Jovan Simić Bobovac | |
Serbian prince and reformer | |
Caption: | Portrait, oil on canvas, ca. 1827 |
Birth Name: | Jovan Simić |
Birth Date: | 17. August 1775 |
Birth Place: | Bobova |
Death Date: | 26 July 1832 |
Death Place: | Bobova |
Jovan Simić Bobovac (17. August 177526 July 1832) was a Serbian politician, who began his career as knez during the Ottoman period, participated in the Serbian Revolution (1804–17), and served as the President of the Serbian Supreme Court. He was one of the closest collaborators of Prince Miloš Obrenović.
He was born in 1775 in the village of Bobova (hence Bobovac), in the "Simić Hamlet" (Serbian: Засеок Симића). The Simić brotherhood moved to Valjevo's Podgorina around the beginning of the 18th century from Polimlje area, Montenegro-Serbia border. On their way towards the Kingdom of Hungary with other refugees from Old Herzegovina and Old Montenegro, they stopped in Podgorina, at the foot of the Medvednik mountain (probably because the impassable hinterland provided security from the Ottomans). The hill beneath which the "Simić Hamlet" is still located today is called the "Simić peak" (Serbian: Симића вис).
It is known that he was a buljukbaša (hajduk commander) under the famous obor-knez beneath the Medvednik mountain, Ilija Birčanin. After the Slaughter of the Knezes Milić Kedić from Suvodanje was appointed the new obor-knez.[1] Bobovac remained buljukbaša under Kedić, until the latter's death in 1809, when Bobovac was appointed a knez (a governor of a knežina, "district") in Revolutionary Serbia. The district was called "Bobovac's knežina" (Serbian: Бобовчева кнежина).[2] [3]

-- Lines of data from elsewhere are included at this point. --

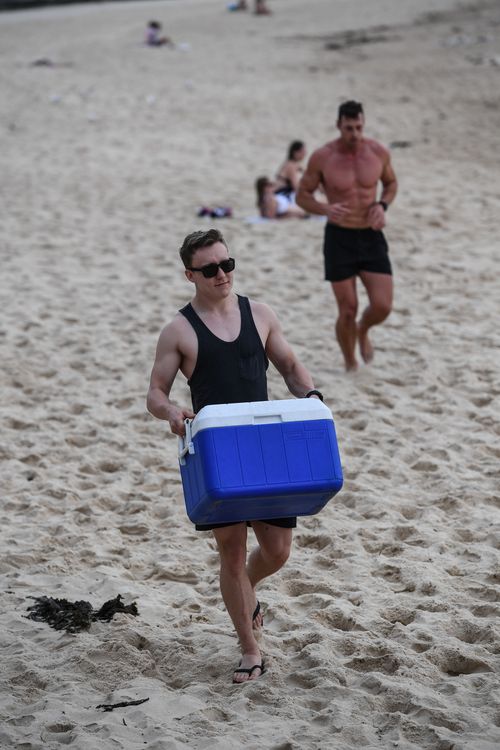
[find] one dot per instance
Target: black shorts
(349, 251)
(283, 523)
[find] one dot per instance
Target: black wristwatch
(314, 392)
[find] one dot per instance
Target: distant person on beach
(350, 169)
(221, 342)
(290, 172)
(274, 204)
(261, 8)
(153, 35)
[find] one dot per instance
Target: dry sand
(382, 631)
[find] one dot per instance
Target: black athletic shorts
(283, 523)
(349, 251)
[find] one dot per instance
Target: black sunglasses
(212, 269)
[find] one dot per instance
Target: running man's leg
(271, 553)
(345, 327)
(379, 287)
(238, 593)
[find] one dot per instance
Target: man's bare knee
(347, 313)
(381, 310)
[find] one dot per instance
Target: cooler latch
(185, 444)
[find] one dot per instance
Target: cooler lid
(260, 412)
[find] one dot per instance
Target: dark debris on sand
(73, 617)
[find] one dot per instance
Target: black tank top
(227, 372)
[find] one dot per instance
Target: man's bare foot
(250, 668)
(257, 617)
(365, 345)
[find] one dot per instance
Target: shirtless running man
(349, 170)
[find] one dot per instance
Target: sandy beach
(382, 631)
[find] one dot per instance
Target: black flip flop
(249, 671)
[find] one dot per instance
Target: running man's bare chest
(345, 173)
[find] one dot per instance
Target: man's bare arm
(389, 182)
(166, 366)
(376, 214)
(309, 183)
(296, 376)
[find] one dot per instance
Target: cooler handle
(185, 444)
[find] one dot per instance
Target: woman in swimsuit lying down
(290, 172)
(273, 205)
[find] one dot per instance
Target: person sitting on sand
(290, 172)
(276, 205)
(261, 8)
(153, 38)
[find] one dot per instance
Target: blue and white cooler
(264, 459)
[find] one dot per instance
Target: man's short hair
(351, 109)
(196, 240)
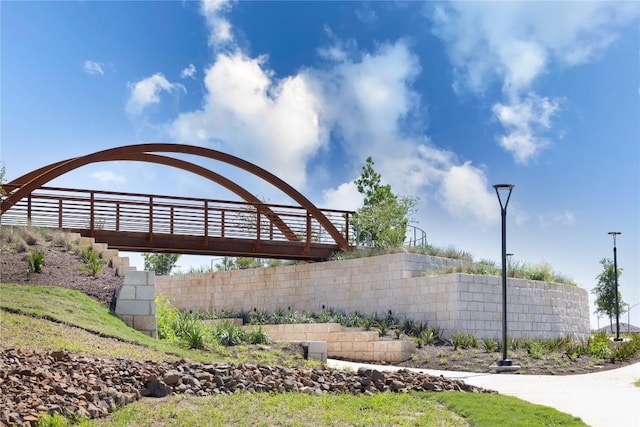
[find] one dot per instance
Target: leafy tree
(244, 263)
(605, 291)
(383, 217)
(226, 264)
(160, 263)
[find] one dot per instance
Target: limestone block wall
(343, 343)
(135, 302)
(453, 302)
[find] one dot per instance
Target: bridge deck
(144, 222)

On 6 October 1823 Prince Miloš Obrenović appointed Bobovac the President of the People's Court in Kragujevac (Deed No. 1932)[4] and then president of the Belgrade People's Court (after knez Milosav Zdravković), at which position he remained until 1828, when he was made commander of the Serbian Army on the Drina sent to prevent the surge of Ottoman Bosnians into Mačva.[5]

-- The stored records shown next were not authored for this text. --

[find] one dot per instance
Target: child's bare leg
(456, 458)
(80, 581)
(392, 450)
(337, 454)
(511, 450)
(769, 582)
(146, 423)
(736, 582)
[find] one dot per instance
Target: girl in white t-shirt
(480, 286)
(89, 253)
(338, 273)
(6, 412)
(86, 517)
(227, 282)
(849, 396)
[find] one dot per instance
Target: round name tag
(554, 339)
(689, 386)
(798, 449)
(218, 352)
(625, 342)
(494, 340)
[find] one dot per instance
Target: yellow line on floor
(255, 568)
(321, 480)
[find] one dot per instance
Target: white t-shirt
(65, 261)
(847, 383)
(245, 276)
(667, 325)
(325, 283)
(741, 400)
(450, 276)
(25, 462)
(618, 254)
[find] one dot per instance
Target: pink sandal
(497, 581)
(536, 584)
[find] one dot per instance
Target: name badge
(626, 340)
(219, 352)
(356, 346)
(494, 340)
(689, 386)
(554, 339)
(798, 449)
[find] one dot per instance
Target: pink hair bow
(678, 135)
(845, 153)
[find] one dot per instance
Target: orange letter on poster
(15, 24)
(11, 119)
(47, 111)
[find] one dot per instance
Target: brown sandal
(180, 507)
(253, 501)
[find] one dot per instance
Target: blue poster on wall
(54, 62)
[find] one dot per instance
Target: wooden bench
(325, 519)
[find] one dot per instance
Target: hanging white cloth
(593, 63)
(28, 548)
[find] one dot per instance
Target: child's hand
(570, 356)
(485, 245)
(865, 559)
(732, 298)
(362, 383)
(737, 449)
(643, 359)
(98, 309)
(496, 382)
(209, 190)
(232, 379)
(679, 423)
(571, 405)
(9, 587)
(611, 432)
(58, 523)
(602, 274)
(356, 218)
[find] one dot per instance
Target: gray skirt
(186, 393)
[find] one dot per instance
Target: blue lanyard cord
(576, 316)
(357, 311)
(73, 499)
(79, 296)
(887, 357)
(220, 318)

After the liberation of Serbia marked by the first Hatt-i humayun in 1830, Prince Miloš's priority became to settle the Drina Valley with Serb population. But due to the increasingly numerous and violent conflicts between the Muslim occupants and the newcomers from the Dinara region, particularly from Grahovo (now in Montenegro),[6] Prince Miloš sent Bobovac from Belgrade to the region of Azbukovica to join knez Jevrem Obrenović and Petar Vasić in supervising and hastening the relocation of the Muslims who did not accept the provisions of the Hatt-i humayun, which unambiguously ordered the compulsory eviction of Ottomans from Serbia, except those registered in the territories of the garrison posts. This decision was particularly opposed by the Muslims in the villages by the Drina and around the town of Soko. Bobovac began his mission together with the abovementioned chiefs at the end of February, 1830. In April he already came into conflict with the Muslims whom Husein Pasha from Belgrade had called upon by decree (buruntia) to return to their former estates and continue to farm them as they had before the eviction. Until August of the same year Muslims returned en masse to the Soko district, and by January 1831 they had practically all returned. During that time Bobovac had several conflicts with these, who wrote to Prince Miloš about it on March 9/21 threatening that they "will not leave until there are dead bodies".[7] [8] Despite the complex situation, Bobovac managed to complete the task entrusted to him by Miloš in 1831, but at the cost of a serious conflict with some of the Muslim chiefs which was to have tragic consequences for him and his life several months later.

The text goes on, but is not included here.